Here I used CUDA to compute matrix multiplication and evaluated other frameworks such as OPENMP, MPI and Pthreads
There are multiple ways to parallelize the code while doing matrix multiplication. We can use the method of doing parallelization using shared limited access to the global memory that can be useful (not for small matrix sizes). I have done the basic version of matrix parallelization so that I can compare the openmp and mpi versions which were doing normal matrix multiplication:
1] I initialized the row and column of the matrix using built in x and y dimensions inside the cuda (for blockIdx and blockDim), here I have not initialized separate row and column variable (m x n) for a matrix because the program is run on a square matrix of nsize.
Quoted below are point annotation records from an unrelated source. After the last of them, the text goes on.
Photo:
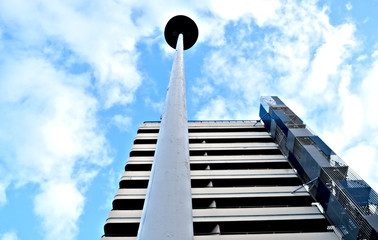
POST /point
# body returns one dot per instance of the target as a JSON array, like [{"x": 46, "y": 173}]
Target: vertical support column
[{"x": 167, "y": 210}]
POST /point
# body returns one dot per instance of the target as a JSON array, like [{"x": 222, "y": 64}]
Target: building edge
[{"x": 348, "y": 201}]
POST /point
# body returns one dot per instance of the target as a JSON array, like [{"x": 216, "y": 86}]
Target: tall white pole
[{"x": 167, "y": 211}]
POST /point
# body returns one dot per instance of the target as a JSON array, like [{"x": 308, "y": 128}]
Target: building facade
[{"x": 247, "y": 182}]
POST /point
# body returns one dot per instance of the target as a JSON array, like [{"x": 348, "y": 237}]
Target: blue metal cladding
[
  {"x": 325, "y": 149},
  {"x": 312, "y": 161},
  {"x": 280, "y": 118},
  {"x": 265, "y": 117},
  {"x": 359, "y": 190},
  {"x": 349, "y": 202},
  {"x": 278, "y": 100},
  {"x": 323, "y": 194},
  {"x": 341, "y": 219},
  {"x": 296, "y": 164}
]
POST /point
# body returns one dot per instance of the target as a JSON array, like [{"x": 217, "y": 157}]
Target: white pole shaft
[{"x": 167, "y": 210}]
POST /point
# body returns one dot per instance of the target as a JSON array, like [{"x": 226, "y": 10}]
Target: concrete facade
[{"x": 242, "y": 186}]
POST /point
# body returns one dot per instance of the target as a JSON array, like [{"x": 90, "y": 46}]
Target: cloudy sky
[{"x": 77, "y": 77}]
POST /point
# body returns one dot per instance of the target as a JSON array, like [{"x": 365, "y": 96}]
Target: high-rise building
[
  {"x": 246, "y": 179},
  {"x": 265, "y": 179}
]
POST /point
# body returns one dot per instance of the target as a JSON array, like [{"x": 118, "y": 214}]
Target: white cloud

2]I have computed the matrix multiplication (entire row X entire column =One element) and then used result variable to pass the values to the C array variable.
3]in the main function, I have used cudaMallocHost(used this only to compute the double size time, it is currently commented in the code)
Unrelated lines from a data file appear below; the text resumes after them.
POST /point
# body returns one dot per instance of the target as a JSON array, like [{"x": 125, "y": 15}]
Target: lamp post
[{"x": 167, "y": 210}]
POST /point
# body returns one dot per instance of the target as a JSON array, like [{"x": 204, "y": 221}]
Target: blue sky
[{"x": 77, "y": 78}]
4] I have used the float variables for the CPU memory and for the device memory I have used cudaMalloc function and initialized three variables and used cudaMemcpy to copy variables form ram to GPU (for implementing unified I used Cudamallocmanaged (this is currently commented in the code))
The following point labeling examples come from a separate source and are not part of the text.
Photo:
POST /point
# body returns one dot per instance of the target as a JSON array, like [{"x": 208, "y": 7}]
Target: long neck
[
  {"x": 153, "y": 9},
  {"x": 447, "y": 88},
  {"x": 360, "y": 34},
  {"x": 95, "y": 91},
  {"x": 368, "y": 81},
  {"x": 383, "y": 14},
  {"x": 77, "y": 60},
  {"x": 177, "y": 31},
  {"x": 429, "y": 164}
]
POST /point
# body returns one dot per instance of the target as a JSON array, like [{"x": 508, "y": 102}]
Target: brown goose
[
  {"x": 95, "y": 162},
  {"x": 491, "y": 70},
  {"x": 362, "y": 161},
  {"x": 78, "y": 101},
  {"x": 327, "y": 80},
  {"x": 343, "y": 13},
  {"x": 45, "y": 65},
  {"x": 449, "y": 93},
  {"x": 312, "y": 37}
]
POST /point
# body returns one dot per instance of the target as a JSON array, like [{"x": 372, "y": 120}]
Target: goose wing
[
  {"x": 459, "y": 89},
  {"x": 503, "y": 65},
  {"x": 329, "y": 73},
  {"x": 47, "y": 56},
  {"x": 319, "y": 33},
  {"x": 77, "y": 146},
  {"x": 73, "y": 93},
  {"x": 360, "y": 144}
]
5] I have initialized the kernel using dim3 variable and kept the block size as (32,32), I did not keep any blocks in the Z direction.
6]I then used cuda synchronize to synchronize the thread, and then used cudaMemcpy to copy result from the device to host.
7] To verify all the result I have used the verify function and I was able to get correct values for all.
The main problem that got me stuck during Implementation was when I used the wrong initialization for rows and columns and I was getting runtime errors and apart from that I was using the cudaMallocHost and creating three varibles because I assumed that CudaMemcpy may not use the normal malloc. Apart from this I was using (32,32) for grid dimensions, but it was better for creating dimGrids depending on nsize.
128 512 1024 2048
GPU 0.0744 0.0567 0.5670 0.0974
SEQ 0.00168 0.18911 1.3487 47.6565
OPENMP 0.00407 0.03434 0.30945 11.6471
The above is the comparision of CUDA vs OPENMP vs Sequential version of the code and I have seen that for small tasks using CUDA is not as beneficial for doing the big tasks (but again this can be contradicted as we want to parallelize the task and it is more fruitful than sequential tasks). S0 initially CUDA was taking more time because it is communicating using many threads and this is giving taking time and int this aspect openMP and sequential(this is best for very small task – 128 matrix size).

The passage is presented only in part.